Die politische Erklärung von Kopenhagen enthält die Feststellung, die globale Durchschnittstemperatur dürfe nicht um mehr als zwei Grad Celsius über die vorindustriellen Werte ansteigen. Außerdem ist das Ziel genannt, die reichen Länder sollten ab 2020 jährlich 100 Milliarden US-Dollar für die Anpassung an die Folgen des Klimawandels in den ärmeren Entwicklungsländern bereitstellen.

China hat die USA als bis dato weltgrößter CO2-Verschmutzer inzwischen überholt. Viele arme Entwicklungsländer, die nur wenig zum Anstieg der weltweiten CO2-Emissionen beitragen, lehnten die Deklaration von Kopenhagen rigoros ab. Der Sudanese Lumumba Di-Aping, einer der Sprecher der Gruppe der Entwicklungsländer (G77),  sagte zu der Erklärung, sie sei "schwach". "There's nothing ambitious in this text."

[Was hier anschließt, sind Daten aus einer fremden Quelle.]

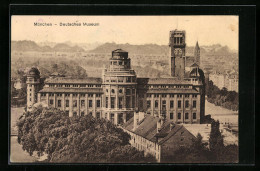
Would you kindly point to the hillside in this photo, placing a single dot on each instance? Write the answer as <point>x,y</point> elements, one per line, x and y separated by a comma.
<point>161,49</point>
<point>27,45</point>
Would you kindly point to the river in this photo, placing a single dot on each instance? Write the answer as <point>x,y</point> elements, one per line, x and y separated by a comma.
<point>222,114</point>
<point>18,155</point>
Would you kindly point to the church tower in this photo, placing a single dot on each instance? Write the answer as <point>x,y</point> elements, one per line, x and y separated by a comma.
<point>119,86</point>
<point>197,54</point>
<point>177,53</point>
<point>33,85</point>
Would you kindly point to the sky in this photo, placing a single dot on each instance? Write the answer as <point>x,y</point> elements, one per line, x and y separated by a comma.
<point>207,30</point>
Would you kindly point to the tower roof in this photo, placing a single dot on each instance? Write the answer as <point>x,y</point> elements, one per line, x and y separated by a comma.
<point>197,45</point>
<point>33,72</point>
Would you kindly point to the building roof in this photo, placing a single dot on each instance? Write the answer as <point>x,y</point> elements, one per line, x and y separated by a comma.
<point>33,71</point>
<point>88,80</point>
<point>56,74</point>
<point>70,90</point>
<point>160,81</point>
<point>174,91</point>
<point>147,129</point>
<point>194,65</point>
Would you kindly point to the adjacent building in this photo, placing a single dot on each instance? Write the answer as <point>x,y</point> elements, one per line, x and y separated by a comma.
<point>157,136</point>
<point>119,93</point>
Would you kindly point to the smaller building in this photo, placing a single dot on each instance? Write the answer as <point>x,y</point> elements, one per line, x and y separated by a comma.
<point>157,136</point>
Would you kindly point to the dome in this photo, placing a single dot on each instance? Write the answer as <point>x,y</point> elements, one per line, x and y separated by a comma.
<point>119,54</point>
<point>33,72</point>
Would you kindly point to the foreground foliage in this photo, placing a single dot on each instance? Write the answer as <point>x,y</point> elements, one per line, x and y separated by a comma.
<point>75,139</point>
<point>200,153</point>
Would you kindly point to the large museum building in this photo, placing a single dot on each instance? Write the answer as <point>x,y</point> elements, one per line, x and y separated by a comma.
<point>119,93</point>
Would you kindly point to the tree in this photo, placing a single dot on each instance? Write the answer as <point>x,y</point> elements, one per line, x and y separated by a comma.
<point>75,139</point>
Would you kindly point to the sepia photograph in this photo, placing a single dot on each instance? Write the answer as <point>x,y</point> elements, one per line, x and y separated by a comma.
<point>124,89</point>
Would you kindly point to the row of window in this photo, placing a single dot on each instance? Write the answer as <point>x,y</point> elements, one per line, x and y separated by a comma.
<point>67,95</point>
<point>170,86</point>
<point>128,91</point>
<point>120,102</point>
<point>82,113</point>
<point>172,95</point>
<point>74,103</point>
<point>156,104</point>
<point>186,116</point>
<point>74,85</point>
<point>121,79</point>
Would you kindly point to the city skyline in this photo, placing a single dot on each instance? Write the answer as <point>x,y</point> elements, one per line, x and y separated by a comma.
<point>138,30</point>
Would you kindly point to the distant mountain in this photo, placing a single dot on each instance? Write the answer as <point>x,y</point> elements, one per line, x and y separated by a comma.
<point>62,47</point>
<point>26,45</point>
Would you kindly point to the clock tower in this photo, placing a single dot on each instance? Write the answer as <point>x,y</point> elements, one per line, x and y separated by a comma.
<point>177,53</point>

Nach einem internen Papier des UN-Klimasekretariats vom 15. Dezember 2009, aus dem Nachrichtenagenturen zitierten, reichten die bis dahin abgegebenen Zusagen zur Reduzierung der Treibhausgas-Emissionen nicht aus, um die Erderwärmung auf zwei Grad zu begrenzen. Vielmehr müsse mit einem Anstieg der globalen Durchschnittstemperatur um mindestens drei Grad Celsius gerechnet werden. Seither sind die weltweiten Emissionen weiter angestiegen.

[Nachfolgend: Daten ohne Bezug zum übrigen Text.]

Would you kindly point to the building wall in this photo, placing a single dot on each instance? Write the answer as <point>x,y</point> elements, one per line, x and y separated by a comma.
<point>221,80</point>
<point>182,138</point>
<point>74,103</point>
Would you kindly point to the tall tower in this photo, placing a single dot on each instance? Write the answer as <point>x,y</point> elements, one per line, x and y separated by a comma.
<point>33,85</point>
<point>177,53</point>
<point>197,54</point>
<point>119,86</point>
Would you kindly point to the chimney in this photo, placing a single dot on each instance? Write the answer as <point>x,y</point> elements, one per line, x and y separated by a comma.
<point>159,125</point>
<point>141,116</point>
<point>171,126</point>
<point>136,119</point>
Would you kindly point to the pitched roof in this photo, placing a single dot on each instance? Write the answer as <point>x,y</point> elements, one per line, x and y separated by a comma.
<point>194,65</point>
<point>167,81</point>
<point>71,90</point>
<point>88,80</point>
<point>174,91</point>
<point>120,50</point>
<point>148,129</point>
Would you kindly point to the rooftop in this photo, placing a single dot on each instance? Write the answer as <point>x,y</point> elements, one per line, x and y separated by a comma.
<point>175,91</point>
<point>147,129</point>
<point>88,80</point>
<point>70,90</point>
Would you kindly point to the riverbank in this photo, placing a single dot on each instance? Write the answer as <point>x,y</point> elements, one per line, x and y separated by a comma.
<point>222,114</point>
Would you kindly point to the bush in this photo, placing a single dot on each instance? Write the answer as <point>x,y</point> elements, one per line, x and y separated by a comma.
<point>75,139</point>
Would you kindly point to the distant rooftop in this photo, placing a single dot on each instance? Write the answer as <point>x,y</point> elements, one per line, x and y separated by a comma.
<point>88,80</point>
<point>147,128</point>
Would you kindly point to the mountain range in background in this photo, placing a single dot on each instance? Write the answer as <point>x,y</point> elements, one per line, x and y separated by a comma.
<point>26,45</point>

Nach Abschluss der Reden wichtiger Regierungschefs auf dem Kopenhagener Gipfel, darunter der USA und China, die zusammen etwa die Hälfte der weltweiten CO2-Emissionen verursachen, hatte der Deutsche Naturschutzring (DNR) konstatiert, die vom Weltklimarat gesetzten Ziele zur Erreichung der Zwei-Grad-Zieles würden klar verfehlt. So habe US-Präsident Obama "lediglich eine Reduzierung von ganzen 4% der CO2-Emissionen bis 2020 und von 34% bis 2050 auf der Basis des Jahres 1990 zugesagt", kritisierte damals der DNR.

Durch die Verhinderungsstrategie der US-Finanzindustrie und der von ihr abhängigen Großkonzerne und US-Politiker - im Verein mit Erdöl produzierenden Staaten wie Saudi-Arabien - sind die Klimaverhandlungen der Vereinten Nationen derzeit praktisch zum Erliegen gekommen. Die Folgen tragen vor allem die Menschen in den ärmsten Entwicklungsländern, die sich die Hochtechnologie zur Minimierung der aus dem Anstieg der globalen Durchschnittstemperatur resultierenden Katastrophenfolgen nicht leisten können. Mit den "Klimaflüchtlingen" werden die Konsequenzen des Nichthandelns letztlich aber auch die Industriestaaten einholen.